Take some yellow and red paint. Demonstrate painting a thick, yellow stripe, horizontally, onto the bottom of a piece of paper. Emphasise to the children that they only need a tiny amount of red paint on their brush to mix into the yellow. Paint the next stripe of orange paint. Demonstrate how to gradually add more red into the yellow and each time paint a horizontal stripe onto the paper until you have a sunset.
Some options for the silhouette are;
- Draw round large stencils onto black paper. Animals work well. Cut them out and glue them on. A strip of black ground, torn or cut looks nice too. If you don't have stencils you can print an animal using some free clip art, cut it out, draw around it onto card thus making your own animal to draw around. Alternatively let the children draw their own silhouettes onto black paper. (I find that they can't resist drawing faces though!)

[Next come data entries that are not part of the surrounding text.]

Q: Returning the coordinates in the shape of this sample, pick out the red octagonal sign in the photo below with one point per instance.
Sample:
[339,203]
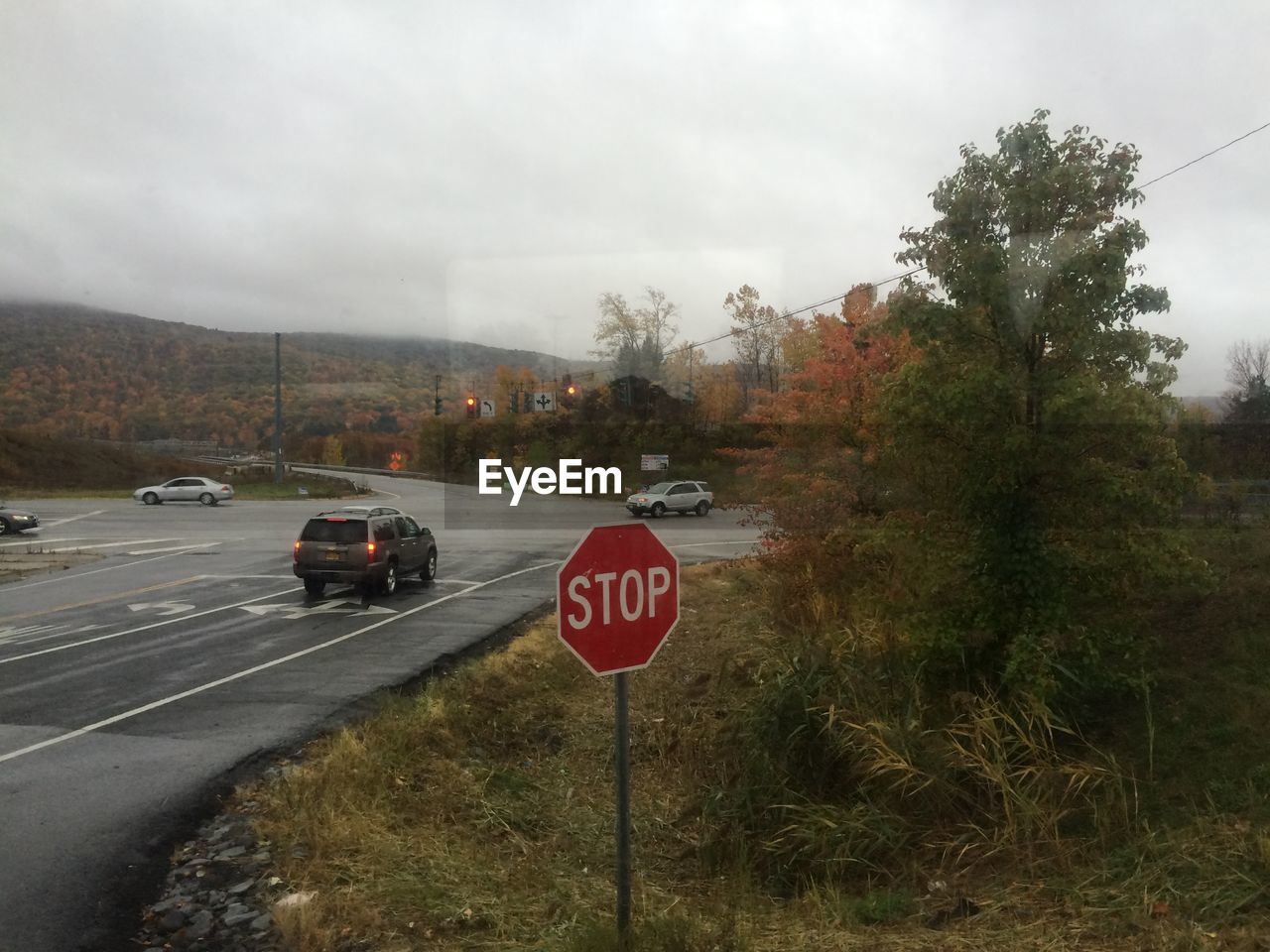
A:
[617,597]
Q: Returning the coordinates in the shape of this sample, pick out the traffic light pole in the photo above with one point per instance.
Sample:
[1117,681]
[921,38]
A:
[622,742]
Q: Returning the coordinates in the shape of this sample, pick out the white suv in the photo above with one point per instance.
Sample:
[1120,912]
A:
[684,497]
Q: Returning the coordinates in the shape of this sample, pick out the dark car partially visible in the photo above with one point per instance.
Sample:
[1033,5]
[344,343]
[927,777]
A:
[370,549]
[13,521]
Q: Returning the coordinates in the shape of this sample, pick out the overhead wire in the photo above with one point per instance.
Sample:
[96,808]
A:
[786,315]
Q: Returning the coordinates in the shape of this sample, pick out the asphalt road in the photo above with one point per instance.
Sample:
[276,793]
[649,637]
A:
[134,685]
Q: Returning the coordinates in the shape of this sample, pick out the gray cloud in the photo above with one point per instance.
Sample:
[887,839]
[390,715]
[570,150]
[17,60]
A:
[484,171]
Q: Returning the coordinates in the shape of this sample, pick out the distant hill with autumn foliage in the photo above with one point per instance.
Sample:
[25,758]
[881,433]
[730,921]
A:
[85,372]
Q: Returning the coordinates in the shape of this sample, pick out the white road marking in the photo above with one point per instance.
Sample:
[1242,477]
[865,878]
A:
[187,547]
[167,607]
[144,627]
[79,575]
[72,518]
[248,671]
[721,542]
[111,544]
[294,611]
[248,576]
[32,634]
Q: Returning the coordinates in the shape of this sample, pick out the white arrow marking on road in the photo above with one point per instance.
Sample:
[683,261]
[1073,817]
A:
[187,547]
[72,518]
[167,607]
[353,608]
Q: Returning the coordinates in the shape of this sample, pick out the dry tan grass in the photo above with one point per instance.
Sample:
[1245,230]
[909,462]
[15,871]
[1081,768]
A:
[477,815]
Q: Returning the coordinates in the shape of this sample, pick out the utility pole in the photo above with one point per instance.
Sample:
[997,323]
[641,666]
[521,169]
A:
[277,408]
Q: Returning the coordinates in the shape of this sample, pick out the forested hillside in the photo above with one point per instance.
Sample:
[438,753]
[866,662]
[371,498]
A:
[85,372]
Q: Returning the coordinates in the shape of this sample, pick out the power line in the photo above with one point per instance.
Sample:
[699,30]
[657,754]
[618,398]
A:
[1187,166]
[786,315]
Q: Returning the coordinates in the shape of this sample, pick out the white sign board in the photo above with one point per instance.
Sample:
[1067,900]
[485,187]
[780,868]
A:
[654,462]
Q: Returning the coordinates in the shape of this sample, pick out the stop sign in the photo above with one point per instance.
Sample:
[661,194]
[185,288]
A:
[617,597]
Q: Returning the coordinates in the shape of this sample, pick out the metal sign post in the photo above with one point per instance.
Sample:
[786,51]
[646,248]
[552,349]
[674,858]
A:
[622,742]
[617,598]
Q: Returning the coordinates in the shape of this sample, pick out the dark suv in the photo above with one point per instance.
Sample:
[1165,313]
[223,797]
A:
[370,548]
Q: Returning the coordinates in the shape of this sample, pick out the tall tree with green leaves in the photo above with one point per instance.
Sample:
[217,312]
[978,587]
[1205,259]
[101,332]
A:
[634,339]
[1033,431]
[1248,370]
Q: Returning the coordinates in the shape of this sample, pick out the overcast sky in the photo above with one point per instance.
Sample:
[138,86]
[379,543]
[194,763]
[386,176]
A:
[484,171]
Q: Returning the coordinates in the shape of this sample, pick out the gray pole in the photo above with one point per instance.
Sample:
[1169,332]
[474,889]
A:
[622,739]
[277,408]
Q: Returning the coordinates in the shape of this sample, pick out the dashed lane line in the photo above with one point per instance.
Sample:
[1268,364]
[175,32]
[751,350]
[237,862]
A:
[145,627]
[248,671]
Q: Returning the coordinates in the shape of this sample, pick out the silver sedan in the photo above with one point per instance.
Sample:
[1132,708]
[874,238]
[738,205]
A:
[186,489]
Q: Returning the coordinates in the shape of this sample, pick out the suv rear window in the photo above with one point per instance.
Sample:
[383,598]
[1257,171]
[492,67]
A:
[334,531]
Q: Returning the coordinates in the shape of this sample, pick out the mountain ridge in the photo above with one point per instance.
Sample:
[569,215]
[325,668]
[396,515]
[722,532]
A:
[82,371]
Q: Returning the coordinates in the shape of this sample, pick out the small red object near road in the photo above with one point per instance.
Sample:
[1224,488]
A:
[617,598]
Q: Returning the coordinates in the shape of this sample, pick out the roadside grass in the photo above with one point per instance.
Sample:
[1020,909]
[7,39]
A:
[1201,733]
[245,488]
[19,565]
[33,465]
[477,814]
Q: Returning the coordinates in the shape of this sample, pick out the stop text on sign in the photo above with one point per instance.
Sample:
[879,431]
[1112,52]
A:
[617,597]
[631,592]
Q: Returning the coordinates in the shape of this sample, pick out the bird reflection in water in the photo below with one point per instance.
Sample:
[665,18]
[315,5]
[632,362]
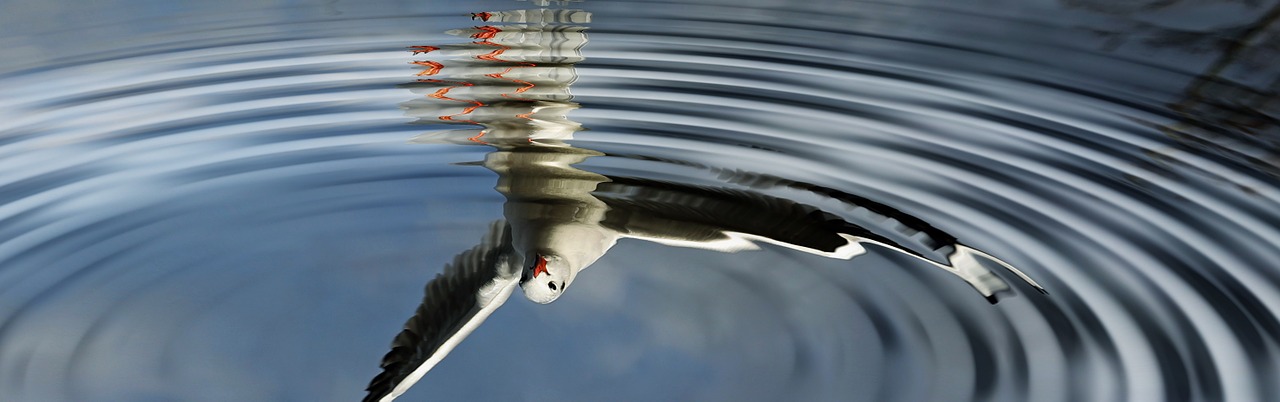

- Wait until the sunset has dried and then paint on any silhouettes that you feel like, with black paint. Trees, building skylines, mountains, people or animals all look effective.
If you are working with older children, this is also a good introduction to pastels. Use yellow at the bottom and gradually use darker shades of orange, until you get to just red. Show the children how to blend the pastel on the paper, with their fingers, between different colours to get even more shades. The silhouettes look best done with charcoal or black pastel. If you want to, you can fix the pastel with a spray fixative or hairspray, but that's best done outside, or after the children have gone, as the fumes are quite strong.
Some possible outcomes will be,
- That the children don't have enough yellow showing once the black ground is glued on. So make sure that the black strip is thin, and the children know to have a thick stripe of yellow at the bottom.
- Other children will put too much red into the yellow paint, so they don't have many shades of orange in between yellow and red.
- Some children will just enjoy painting the whole picture orange and then possibly black, but that's fine. Remember the idea is that the children enjoy the experience of painting, not that you get something to display. Even the ones who end up with a picture covered in orange or black paint will have learnt something. Hopefully, that red and yellow make orange and painting is fun!